Middle age had crept up on me before I realised it. Yet the harbingers of change were unmistakably there within me. I ought to have recognised its insidious advent and progress - when I read, with interest, in the newspaper that the government would provide sufficient fiancés to all eligible and needy women to start cottage industries;
When the cyclists jeered at me as they overtook my car, pedaling at 30 kph;
When, faced with a three-foot-wide puddle at my doorstep, the doubt crept into my mind if I could jump across it without splashing the mud (odd for someone who was a triple-jump champ at school);
When my knee joint vied with the un-oiled door hinge for the top spot in a 'creaking contest' and when my favourite baingan ka bhurta caused my belly to bloat like a blimp, producing far too harsh symphonies to the accompaniment of creaking joints;
When looking at myself in a full-length mirror it occurred to me that, if encountered by a charging bull terrier, I would be too frail to fight, yet too fat to flee;
When the Bhagavadgita still proved to be a hard nut and Mills and Boons romantic novels seemed more like the frenzied outpourings of those who had water in their brains (So, I took up Deepak Chopra);
When pumpkin halwa, allegedly a home-formulated equivalent of the virility pill, started appearing with greater frequency on my dinner table, more by design than by accident (considering the skyrocketing price of pumpkins);
And finally when my friends began' to compliment me about looking younger (implying that they thought I was growing older).

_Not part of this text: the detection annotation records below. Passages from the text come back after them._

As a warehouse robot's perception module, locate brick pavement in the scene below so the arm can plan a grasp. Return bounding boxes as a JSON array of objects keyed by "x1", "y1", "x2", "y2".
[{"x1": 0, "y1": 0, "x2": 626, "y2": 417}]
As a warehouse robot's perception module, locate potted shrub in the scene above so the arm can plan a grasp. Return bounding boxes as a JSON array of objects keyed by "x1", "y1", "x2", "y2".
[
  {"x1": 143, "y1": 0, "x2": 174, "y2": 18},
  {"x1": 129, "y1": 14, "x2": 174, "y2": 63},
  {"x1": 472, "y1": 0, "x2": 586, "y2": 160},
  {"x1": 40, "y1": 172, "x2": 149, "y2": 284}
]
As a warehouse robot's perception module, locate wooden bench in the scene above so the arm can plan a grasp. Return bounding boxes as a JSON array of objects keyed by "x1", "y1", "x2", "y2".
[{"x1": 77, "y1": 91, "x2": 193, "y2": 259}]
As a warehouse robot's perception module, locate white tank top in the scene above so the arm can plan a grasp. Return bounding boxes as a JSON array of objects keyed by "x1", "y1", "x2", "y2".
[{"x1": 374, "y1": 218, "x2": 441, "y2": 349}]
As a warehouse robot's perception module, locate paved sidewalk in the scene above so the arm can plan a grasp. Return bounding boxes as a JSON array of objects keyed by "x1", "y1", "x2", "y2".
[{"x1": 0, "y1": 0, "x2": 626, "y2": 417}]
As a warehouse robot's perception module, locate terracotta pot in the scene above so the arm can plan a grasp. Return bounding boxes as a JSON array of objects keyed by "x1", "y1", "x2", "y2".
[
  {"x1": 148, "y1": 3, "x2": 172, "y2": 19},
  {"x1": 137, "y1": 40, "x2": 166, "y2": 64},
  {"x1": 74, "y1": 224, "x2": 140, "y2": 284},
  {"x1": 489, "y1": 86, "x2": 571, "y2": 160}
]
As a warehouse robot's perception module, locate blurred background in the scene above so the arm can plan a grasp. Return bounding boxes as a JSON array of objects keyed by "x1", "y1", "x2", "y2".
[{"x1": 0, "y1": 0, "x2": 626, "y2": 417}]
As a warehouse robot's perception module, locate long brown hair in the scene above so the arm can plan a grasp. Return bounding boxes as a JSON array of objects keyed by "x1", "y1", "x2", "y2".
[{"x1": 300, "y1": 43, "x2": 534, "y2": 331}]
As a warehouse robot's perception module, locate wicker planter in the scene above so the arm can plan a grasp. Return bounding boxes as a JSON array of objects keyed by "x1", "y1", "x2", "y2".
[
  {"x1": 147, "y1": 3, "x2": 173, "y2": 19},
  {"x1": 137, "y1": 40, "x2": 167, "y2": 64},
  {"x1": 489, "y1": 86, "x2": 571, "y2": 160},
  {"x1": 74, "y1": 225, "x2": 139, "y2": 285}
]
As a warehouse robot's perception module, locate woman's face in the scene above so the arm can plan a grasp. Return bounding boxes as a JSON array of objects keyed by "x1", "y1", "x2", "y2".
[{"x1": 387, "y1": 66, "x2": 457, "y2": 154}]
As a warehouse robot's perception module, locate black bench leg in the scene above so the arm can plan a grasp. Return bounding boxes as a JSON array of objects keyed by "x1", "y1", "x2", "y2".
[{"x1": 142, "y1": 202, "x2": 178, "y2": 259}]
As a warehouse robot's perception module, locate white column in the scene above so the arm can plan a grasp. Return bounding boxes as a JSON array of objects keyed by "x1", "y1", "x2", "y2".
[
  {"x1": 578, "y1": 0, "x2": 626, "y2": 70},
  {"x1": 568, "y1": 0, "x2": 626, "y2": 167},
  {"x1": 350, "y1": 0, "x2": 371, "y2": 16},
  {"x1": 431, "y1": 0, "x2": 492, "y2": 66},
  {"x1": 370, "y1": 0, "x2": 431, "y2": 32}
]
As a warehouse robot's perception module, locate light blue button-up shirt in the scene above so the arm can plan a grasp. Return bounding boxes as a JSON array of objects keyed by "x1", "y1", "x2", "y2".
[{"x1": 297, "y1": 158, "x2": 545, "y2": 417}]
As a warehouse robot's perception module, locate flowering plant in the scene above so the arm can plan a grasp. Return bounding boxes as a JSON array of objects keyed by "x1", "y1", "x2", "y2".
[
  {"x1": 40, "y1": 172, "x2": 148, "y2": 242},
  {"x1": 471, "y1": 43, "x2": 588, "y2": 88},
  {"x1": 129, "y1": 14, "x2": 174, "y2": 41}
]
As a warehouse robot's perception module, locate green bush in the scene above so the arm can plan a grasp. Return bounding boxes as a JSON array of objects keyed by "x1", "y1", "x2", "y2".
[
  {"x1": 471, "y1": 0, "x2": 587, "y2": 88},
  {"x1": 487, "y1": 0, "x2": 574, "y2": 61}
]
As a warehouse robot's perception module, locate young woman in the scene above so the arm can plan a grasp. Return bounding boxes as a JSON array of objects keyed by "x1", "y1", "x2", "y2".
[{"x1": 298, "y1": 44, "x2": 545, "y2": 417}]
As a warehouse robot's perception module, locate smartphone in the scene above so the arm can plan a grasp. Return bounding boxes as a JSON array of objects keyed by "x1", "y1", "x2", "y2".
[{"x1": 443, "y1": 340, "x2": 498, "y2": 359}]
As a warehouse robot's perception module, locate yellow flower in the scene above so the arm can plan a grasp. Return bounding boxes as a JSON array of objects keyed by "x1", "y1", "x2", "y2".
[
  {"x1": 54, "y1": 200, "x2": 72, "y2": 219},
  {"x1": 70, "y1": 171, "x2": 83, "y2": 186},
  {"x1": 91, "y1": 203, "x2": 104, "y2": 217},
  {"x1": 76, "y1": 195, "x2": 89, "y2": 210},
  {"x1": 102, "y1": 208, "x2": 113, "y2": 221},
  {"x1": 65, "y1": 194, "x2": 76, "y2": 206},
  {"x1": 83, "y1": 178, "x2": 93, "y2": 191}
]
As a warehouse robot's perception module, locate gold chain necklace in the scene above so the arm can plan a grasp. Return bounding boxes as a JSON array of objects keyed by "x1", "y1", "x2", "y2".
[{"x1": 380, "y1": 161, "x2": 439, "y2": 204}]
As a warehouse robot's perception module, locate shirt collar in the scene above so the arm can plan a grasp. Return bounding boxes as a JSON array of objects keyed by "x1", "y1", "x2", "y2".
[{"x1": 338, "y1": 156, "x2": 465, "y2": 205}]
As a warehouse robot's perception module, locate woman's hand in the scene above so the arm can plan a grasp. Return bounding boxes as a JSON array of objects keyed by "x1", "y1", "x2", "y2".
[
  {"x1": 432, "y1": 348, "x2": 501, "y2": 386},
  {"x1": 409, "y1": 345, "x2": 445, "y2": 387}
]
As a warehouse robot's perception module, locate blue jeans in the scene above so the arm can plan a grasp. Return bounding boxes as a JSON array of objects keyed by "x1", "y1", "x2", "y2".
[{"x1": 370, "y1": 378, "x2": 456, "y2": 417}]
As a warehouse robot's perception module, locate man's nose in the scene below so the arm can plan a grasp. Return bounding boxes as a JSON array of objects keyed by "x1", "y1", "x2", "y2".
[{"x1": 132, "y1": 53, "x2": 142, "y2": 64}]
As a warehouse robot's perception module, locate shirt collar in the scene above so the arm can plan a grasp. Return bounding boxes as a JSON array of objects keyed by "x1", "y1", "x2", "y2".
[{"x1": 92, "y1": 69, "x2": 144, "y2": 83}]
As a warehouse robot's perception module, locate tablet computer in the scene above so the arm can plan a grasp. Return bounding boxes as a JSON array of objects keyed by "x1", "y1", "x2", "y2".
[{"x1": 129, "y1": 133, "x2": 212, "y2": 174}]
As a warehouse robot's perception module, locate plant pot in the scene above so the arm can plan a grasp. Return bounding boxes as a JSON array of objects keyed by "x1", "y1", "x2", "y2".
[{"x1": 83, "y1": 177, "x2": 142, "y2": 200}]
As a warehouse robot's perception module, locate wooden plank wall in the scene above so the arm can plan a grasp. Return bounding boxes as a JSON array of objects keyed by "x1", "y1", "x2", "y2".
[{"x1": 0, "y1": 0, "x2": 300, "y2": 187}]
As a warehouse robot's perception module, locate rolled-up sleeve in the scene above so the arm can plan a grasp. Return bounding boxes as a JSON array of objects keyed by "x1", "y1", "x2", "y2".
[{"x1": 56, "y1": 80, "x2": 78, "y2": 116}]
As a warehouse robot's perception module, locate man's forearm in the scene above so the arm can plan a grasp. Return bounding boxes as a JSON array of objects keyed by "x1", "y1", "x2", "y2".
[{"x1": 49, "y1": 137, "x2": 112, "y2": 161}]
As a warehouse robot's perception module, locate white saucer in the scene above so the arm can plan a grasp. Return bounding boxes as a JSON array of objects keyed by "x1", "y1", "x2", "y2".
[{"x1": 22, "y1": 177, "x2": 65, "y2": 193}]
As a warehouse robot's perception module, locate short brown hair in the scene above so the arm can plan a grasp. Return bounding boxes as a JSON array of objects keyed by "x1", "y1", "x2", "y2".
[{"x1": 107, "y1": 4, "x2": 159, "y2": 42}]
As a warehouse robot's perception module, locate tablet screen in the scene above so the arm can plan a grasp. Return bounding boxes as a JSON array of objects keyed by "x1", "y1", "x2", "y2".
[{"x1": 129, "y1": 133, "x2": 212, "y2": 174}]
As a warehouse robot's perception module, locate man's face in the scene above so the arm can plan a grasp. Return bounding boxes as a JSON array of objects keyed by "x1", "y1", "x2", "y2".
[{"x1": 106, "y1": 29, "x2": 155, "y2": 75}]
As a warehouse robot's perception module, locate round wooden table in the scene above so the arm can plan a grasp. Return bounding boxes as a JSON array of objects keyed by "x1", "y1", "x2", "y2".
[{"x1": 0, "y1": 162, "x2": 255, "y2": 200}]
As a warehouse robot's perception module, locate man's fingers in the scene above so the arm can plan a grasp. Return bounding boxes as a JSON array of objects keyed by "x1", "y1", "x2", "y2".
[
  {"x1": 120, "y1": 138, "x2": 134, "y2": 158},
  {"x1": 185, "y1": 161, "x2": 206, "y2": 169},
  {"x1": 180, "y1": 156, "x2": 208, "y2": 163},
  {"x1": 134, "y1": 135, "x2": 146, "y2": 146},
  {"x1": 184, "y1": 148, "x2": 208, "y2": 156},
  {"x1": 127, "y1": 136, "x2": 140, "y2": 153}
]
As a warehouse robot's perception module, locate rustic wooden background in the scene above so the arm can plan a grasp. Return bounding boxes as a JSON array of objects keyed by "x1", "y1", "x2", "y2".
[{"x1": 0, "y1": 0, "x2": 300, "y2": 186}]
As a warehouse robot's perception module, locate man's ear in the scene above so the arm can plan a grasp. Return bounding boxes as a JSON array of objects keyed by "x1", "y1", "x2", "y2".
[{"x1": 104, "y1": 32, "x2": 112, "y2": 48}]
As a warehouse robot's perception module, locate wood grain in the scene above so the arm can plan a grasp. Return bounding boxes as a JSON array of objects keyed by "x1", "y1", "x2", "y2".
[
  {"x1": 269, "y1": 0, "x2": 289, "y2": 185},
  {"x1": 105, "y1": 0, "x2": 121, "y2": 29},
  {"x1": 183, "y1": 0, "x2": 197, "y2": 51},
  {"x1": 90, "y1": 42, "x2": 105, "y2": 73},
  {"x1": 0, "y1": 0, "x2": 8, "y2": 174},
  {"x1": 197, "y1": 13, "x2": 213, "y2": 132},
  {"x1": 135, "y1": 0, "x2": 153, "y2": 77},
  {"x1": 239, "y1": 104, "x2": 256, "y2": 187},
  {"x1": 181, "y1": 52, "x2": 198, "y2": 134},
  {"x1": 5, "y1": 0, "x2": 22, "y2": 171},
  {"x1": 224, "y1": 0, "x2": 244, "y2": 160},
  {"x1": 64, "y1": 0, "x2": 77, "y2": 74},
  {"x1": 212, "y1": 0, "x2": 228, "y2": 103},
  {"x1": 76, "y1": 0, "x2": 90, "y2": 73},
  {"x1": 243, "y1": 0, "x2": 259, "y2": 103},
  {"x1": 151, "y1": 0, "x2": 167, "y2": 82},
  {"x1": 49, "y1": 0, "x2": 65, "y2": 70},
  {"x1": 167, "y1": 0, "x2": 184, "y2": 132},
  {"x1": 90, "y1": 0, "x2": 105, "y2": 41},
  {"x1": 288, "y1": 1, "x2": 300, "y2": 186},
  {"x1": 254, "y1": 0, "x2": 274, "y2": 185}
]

Indeed, the 19th century American humorist Franklin P Adams hit the nail on the head when he wrote 'middle age occurs when you are too young to play golf and too old to rush to the net'.
But as far as I was concerned, it was Victor Hugo, the French novelist, who put my predicament in its proper perspective when he said, 'forty is the old age of youth and fifty is the youth of the old age'. This new insight made me yearn to attain the youth of the old age instead of ruing the lost (old age of) youth.